"Kevin Grittner" <Kevin.Grittner@wicourts.gov> writes:
> Tom Lane <tgl@sss.pgh.pa.us> wrote:
>> A6. (A antijoin B on (Pab)) leftjoin C on (Pbc)
>> = A antijoin (B leftjoin C on (Pbc)) on (Pab)
> How do you get the first form as a starting point?
Not sure if you can in SQL, but the point of the identity is you can
apply the transformation in either direction.

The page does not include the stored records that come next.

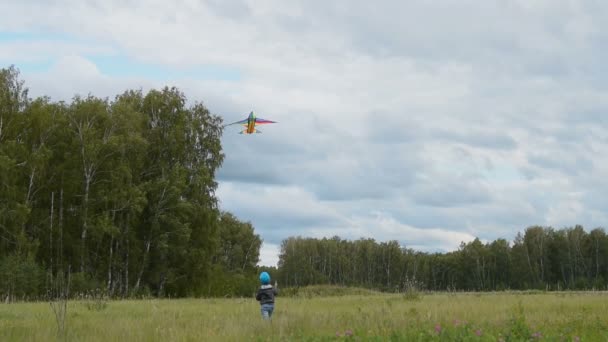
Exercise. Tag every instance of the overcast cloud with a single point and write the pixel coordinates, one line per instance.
(428, 122)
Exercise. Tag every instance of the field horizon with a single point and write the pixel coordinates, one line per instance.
(323, 314)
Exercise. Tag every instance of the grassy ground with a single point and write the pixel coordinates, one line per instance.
(376, 317)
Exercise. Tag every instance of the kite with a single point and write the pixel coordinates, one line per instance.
(250, 122)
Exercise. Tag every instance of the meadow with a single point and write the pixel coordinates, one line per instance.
(320, 315)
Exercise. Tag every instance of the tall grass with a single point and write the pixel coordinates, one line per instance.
(317, 317)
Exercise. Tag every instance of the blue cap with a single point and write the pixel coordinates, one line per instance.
(265, 278)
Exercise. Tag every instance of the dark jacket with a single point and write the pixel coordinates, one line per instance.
(266, 294)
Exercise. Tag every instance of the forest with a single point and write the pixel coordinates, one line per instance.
(120, 194)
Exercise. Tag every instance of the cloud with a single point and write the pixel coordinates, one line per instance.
(437, 121)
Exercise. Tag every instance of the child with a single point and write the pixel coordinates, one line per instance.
(266, 295)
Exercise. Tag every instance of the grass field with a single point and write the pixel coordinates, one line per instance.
(364, 316)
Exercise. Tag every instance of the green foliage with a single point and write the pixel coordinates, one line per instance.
(121, 191)
(20, 278)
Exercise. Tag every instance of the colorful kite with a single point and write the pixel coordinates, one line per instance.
(250, 122)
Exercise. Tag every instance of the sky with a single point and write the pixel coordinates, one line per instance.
(426, 122)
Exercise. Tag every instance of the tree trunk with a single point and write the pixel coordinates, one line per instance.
(51, 234)
(143, 265)
(83, 236)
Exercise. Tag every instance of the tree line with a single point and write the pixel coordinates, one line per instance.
(118, 193)
(540, 258)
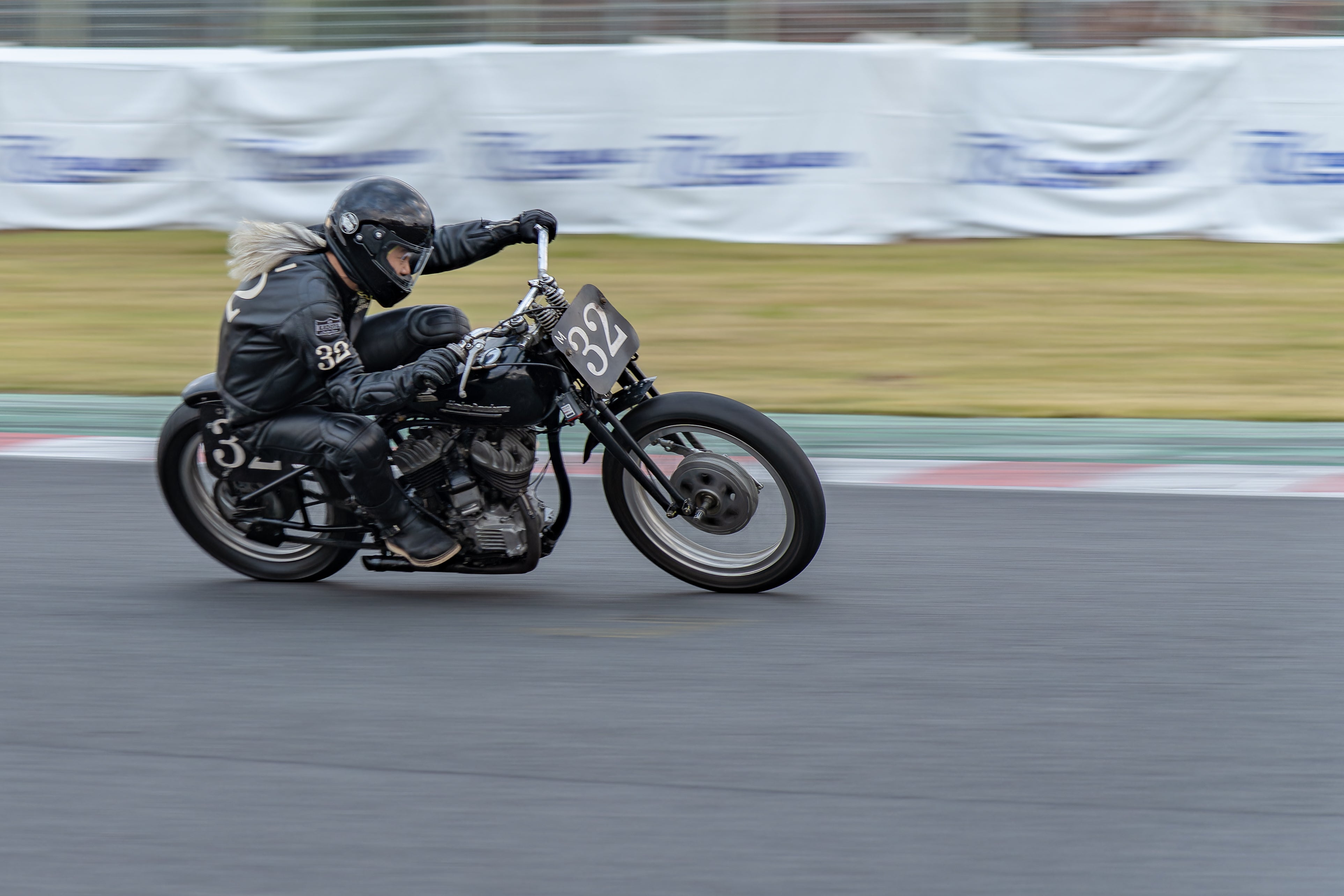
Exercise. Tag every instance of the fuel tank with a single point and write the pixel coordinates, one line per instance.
(529, 393)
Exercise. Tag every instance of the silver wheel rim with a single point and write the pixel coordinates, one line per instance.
(694, 553)
(201, 495)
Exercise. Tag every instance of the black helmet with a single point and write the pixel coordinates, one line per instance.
(377, 218)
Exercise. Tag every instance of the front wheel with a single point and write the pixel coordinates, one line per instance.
(761, 510)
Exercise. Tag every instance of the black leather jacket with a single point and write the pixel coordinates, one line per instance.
(288, 336)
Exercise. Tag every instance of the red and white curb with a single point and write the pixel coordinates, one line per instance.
(1143, 479)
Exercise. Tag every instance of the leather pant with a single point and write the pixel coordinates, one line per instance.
(351, 445)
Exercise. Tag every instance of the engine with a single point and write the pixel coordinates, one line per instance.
(476, 481)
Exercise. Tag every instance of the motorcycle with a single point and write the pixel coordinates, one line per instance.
(708, 488)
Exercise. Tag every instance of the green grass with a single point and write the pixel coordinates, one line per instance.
(1027, 328)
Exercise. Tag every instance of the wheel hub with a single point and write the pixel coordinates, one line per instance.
(722, 494)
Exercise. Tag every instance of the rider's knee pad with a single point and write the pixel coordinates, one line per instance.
(358, 444)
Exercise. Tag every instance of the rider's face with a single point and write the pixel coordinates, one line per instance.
(400, 261)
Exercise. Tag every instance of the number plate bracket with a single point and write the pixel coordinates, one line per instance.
(596, 339)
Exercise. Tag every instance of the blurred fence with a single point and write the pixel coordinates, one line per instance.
(316, 25)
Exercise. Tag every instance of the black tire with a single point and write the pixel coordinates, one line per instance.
(800, 489)
(178, 449)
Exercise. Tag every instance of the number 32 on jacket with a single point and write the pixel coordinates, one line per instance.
(328, 356)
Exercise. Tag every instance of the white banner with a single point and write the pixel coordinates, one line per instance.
(1288, 140)
(730, 142)
(1083, 144)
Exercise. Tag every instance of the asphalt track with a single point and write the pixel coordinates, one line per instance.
(969, 692)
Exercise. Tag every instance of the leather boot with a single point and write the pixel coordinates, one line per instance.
(411, 535)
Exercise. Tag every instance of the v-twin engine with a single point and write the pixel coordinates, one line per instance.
(475, 480)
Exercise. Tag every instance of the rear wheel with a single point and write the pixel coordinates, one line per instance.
(762, 512)
(202, 504)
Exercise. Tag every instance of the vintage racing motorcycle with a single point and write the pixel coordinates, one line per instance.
(708, 488)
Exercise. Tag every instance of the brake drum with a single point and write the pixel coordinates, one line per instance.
(721, 491)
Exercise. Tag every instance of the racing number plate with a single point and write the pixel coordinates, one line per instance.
(225, 454)
(596, 339)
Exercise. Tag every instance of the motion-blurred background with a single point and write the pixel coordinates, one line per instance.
(324, 25)
(788, 198)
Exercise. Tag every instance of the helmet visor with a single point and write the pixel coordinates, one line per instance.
(403, 261)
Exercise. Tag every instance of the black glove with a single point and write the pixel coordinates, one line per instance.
(439, 366)
(529, 221)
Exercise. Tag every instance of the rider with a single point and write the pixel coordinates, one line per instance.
(300, 370)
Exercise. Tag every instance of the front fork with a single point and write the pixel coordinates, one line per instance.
(596, 416)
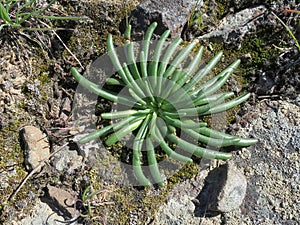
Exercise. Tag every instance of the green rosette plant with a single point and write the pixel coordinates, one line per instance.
(165, 101)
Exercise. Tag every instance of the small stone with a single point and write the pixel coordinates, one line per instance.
(169, 14)
(224, 190)
(67, 159)
(36, 146)
(233, 191)
(62, 200)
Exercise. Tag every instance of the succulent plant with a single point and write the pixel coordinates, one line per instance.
(165, 101)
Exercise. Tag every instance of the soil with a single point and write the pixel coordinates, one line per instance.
(37, 89)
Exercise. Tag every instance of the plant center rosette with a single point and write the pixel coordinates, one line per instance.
(161, 94)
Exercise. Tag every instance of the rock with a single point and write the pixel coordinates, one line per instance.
(36, 146)
(177, 212)
(169, 14)
(224, 190)
(67, 159)
(61, 201)
(232, 28)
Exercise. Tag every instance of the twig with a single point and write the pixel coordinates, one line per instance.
(11, 197)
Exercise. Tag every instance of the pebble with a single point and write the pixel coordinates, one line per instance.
(36, 146)
(169, 14)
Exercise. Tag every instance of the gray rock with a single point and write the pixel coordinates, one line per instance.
(36, 145)
(224, 191)
(232, 28)
(41, 214)
(169, 14)
(233, 191)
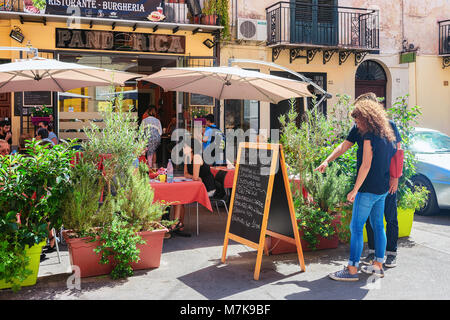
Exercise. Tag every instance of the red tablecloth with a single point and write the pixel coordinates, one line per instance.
(229, 178)
(182, 193)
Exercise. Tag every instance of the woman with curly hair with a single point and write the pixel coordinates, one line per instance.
(375, 149)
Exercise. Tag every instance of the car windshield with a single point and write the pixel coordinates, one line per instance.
(430, 142)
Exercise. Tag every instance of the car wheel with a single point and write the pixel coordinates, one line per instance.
(431, 207)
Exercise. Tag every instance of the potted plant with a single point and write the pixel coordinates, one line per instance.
(216, 12)
(41, 113)
(209, 12)
(318, 214)
(82, 218)
(30, 199)
(118, 228)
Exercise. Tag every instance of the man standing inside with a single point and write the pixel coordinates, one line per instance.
(51, 135)
(5, 132)
(4, 148)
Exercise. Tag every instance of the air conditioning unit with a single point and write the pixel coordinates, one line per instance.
(176, 12)
(252, 29)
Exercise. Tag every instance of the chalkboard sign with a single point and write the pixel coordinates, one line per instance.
(249, 199)
(200, 100)
(37, 98)
(255, 211)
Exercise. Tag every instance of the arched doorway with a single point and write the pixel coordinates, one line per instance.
(371, 77)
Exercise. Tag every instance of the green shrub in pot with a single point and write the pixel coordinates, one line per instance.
(31, 192)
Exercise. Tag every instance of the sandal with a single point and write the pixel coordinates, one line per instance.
(177, 227)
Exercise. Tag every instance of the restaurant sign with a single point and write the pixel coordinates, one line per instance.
(122, 9)
(119, 41)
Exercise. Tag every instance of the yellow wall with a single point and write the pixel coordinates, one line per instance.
(428, 91)
(340, 78)
(43, 38)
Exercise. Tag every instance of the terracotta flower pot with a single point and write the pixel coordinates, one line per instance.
(277, 246)
(150, 251)
(81, 253)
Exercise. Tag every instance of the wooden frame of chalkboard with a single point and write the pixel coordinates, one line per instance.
(278, 213)
(37, 98)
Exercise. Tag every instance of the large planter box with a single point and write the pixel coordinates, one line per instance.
(405, 220)
(81, 254)
(277, 246)
(150, 251)
(34, 253)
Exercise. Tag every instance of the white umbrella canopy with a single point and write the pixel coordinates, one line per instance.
(229, 83)
(39, 74)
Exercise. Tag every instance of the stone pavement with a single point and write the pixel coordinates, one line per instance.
(191, 269)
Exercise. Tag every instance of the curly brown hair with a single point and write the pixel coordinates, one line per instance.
(374, 117)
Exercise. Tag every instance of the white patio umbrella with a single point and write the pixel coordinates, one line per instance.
(69, 95)
(39, 74)
(229, 83)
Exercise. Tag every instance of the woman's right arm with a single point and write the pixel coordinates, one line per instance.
(339, 151)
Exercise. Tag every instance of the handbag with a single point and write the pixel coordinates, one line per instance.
(396, 168)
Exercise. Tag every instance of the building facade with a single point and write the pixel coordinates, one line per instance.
(119, 35)
(347, 47)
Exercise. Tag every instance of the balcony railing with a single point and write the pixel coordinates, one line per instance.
(175, 11)
(322, 25)
(444, 37)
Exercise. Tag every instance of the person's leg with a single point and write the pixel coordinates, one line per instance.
(377, 221)
(362, 207)
(361, 210)
(390, 213)
(150, 159)
(370, 244)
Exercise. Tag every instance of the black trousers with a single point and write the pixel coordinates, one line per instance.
(390, 214)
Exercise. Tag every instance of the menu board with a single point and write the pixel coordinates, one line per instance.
(249, 199)
(37, 98)
(261, 202)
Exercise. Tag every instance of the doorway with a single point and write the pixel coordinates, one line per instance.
(371, 77)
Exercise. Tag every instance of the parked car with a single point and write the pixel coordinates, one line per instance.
(432, 152)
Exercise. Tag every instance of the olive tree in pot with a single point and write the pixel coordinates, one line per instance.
(127, 208)
(305, 146)
(31, 188)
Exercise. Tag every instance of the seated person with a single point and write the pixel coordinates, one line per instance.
(42, 134)
(51, 135)
(4, 148)
(196, 169)
(23, 141)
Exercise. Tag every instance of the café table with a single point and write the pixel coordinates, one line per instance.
(229, 178)
(181, 192)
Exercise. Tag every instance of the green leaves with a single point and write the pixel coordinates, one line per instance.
(119, 246)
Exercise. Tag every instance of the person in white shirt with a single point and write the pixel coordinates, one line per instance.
(153, 128)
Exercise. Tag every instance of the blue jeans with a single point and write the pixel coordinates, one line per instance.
(367, 205)
(390, 214)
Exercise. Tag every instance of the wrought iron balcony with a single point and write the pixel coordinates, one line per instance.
(295, 24)
(444, 37)
(175, 11)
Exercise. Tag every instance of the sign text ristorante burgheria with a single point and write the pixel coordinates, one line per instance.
(119, 41)
(122, 9)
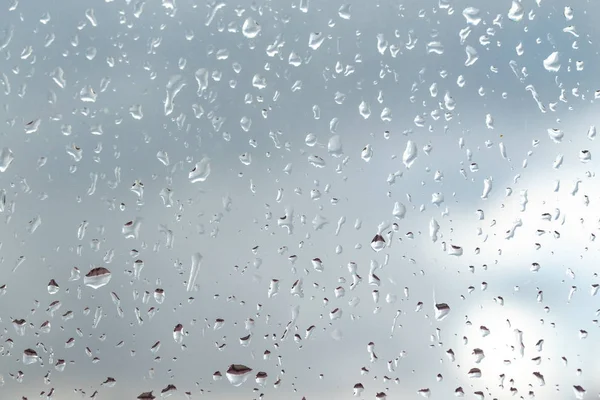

Consider this version
of the second form:
select ... from A
where not exists(select 1 from B left join C on B.y = C.y where B.x = A.x)
The identity says that if B.y = C.y is strict we can antijoin A to B
first (because, in fact, the join to C is pointless here).
Anyway, whether the identity is really useful for antijoins isn't what
I'm concerned about --- I was just trying to see if it was okay for the
planner's join ordering logic to treat left and anti joins the same.
Seems it's not :-(
> (A semijoin B on (Pab)) antijoin C on (Pbc)
> = A semijoin (B antijoin C on (Pbc)) on (Pab)
> I think this one is true, and it doesn't seem to be mentioned, unless
> I'm missing something. It seems potentially useful.
Hmm, it doesn't seem terribly well-defined --- the values of B are
indeterminate above the semijoin in the first case, so having Pbc refer
to them doesn't seem like a good idea. In particular, it seems like in
the first case the semijoin could randomly choose a B row that has a
join partner in C, causing the A row to disappear from the result, when
the same A row has another B partner that does not join to C --- and the
second form would find that B partner and allow the A row to be output.